Fig.3. Hw/Sw co-design for MPSoC using FPGA IP cores

## 2.1. Hardware design

The architecture of multiprocessor systems on chip based on FPGA using IP blocks, can be implemented using a common bus to all processors, or can be made from a hierarchy of buses corresponding to each processor, interconnected by linking elements[12].

Although the shared bus architecture has the advantage of lowering the power consumption and the cost of the chip by using a single bus, it has a major disadvantage: the arbitration protocols that allow the access of the processors to the bus are slowing down the execution of the application. Due to the fact that at a certain point the access to the bus is allowed to a single processor, the arbitration protocols such as Round Robin and Priority Based, force the other processors to wait until the bus is ready [13].



Fig.4. Shared memory multiprocessor system architecture

Although the chip cost and the power consumption is higher because new components have been added (buses) to the system, the architecture with multiple buses allows a faster execution of the applications because the usage of protocols is no longer needed. The intercommunication between subsystems based on processor bus groups is made using dedicated components such as: internal or external shared memory, Mailbox, Mutex, FSL or Bus Bridge [8][13].



Fig.5. System architecture with two processors that can communicate with each other

Common components can have 2 or more interconnection ports. By their nature, these multiport connection components allow the interconnecting of multiple buses independent one to another. By isolating each subsystem, a subsystem's bus will be ready when the other subsystems use its own bus to send data. These subsystems can have a set of peripherals corresponding to each subsystem but also a set of common peripherals.

In this paper we have used a multiprocessor system on chip implemented by 2 subsystems interconnected through the IP cores XPS\_Mutex, Shared XPS\_Bram and XPS\_PLB\_Bus\_Bridge, having as common shared resource the IP core peripheral XPS\_RS232. Every subsystem contains one MicroBlaze processor, a PLB bus, an XPS\_timer and a private memory called XPS\_Bram. Moreover, the first subsystem contains the external SRAM memory controller and the RS232 and XPS\_Sysace peripherals. The role of each functional block of this architecture is described as follows[8][13]:

XPS\_RS232 is the controller used for serial communication to the computer through HyperTerminal, required for the display of messages during the execution.

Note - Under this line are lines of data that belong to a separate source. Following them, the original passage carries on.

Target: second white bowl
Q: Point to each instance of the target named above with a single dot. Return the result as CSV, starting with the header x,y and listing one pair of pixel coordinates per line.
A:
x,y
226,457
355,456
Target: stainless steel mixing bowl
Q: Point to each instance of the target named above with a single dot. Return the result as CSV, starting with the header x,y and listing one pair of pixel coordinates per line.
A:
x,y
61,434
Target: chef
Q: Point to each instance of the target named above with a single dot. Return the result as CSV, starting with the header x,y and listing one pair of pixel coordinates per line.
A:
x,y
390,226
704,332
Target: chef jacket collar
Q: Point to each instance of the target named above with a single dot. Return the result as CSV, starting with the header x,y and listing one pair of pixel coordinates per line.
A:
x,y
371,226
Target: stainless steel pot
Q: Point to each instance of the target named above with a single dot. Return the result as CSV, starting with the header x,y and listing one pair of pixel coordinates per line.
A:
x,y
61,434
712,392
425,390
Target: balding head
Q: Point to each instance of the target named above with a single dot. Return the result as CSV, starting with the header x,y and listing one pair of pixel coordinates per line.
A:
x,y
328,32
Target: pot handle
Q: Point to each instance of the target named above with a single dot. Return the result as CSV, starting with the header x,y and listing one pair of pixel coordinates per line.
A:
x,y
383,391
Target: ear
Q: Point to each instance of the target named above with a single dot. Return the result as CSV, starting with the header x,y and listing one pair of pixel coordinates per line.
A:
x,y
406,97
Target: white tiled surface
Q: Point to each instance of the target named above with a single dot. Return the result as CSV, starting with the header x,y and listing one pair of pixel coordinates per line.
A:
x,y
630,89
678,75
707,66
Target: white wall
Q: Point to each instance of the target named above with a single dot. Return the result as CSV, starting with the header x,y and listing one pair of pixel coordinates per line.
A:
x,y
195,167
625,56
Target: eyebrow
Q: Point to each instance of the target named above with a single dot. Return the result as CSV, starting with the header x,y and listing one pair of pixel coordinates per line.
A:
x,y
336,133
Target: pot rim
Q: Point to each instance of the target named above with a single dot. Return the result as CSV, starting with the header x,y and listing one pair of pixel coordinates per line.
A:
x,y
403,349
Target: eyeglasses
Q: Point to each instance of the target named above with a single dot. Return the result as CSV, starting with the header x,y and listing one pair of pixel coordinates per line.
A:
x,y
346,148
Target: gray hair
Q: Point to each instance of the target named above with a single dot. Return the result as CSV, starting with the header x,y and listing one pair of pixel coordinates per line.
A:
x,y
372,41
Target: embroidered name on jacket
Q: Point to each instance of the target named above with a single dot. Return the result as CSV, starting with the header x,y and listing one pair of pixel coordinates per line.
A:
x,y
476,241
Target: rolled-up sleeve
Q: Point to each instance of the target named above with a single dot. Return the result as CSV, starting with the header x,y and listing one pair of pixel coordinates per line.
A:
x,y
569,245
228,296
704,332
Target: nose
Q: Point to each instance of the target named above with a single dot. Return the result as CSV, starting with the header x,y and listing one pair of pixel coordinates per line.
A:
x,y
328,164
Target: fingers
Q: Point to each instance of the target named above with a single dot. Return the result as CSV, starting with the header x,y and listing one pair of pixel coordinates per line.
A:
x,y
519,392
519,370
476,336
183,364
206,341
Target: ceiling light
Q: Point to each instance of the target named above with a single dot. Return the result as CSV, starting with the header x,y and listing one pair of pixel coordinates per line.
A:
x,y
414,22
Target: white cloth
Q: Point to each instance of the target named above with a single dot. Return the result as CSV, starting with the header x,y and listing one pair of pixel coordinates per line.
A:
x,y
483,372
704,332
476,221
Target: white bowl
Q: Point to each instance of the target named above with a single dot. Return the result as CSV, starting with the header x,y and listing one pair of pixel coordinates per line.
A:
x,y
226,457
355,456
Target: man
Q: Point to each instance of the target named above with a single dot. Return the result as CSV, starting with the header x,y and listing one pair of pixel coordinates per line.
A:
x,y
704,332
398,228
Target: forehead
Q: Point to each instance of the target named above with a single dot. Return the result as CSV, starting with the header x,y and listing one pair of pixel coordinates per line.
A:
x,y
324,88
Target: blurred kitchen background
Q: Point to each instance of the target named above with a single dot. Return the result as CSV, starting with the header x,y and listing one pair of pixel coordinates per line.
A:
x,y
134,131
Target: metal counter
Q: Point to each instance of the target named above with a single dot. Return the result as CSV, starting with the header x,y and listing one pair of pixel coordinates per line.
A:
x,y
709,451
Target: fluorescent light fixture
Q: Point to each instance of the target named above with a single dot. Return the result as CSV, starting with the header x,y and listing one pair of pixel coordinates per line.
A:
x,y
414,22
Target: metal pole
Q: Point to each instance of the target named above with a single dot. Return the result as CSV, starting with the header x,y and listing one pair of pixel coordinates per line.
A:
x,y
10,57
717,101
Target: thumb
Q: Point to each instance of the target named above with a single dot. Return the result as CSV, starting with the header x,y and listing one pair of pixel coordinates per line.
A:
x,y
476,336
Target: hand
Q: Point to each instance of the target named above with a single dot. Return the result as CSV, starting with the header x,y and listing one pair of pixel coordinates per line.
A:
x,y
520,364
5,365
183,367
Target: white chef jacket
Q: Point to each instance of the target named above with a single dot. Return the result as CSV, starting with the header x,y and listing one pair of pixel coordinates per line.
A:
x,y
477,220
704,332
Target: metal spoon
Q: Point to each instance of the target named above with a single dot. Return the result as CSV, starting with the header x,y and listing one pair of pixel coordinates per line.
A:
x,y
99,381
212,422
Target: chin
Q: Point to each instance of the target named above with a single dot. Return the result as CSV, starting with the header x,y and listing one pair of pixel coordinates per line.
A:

XPS\_Mutex is used to ensure the exclusive access to the shared peripheral RS232.

Shared XPS\_Bram is the memory zone shared by the two processors of the system, that is required for synchronization and exchange of data.

XPS\_PLB\_Bus\_Bridge is used to unite the two buses so that the second processor can access the RS232 controller which is connected to the first processor bus.

PLB is the local processor dedicated bus, through which all the functional blocks of every subsystems are interconnected.

Private XPS\_BRAM is the processor's private cache memory for data and instruction.

The XPS\_Timer is used to obtain the execution time of every stage of the program.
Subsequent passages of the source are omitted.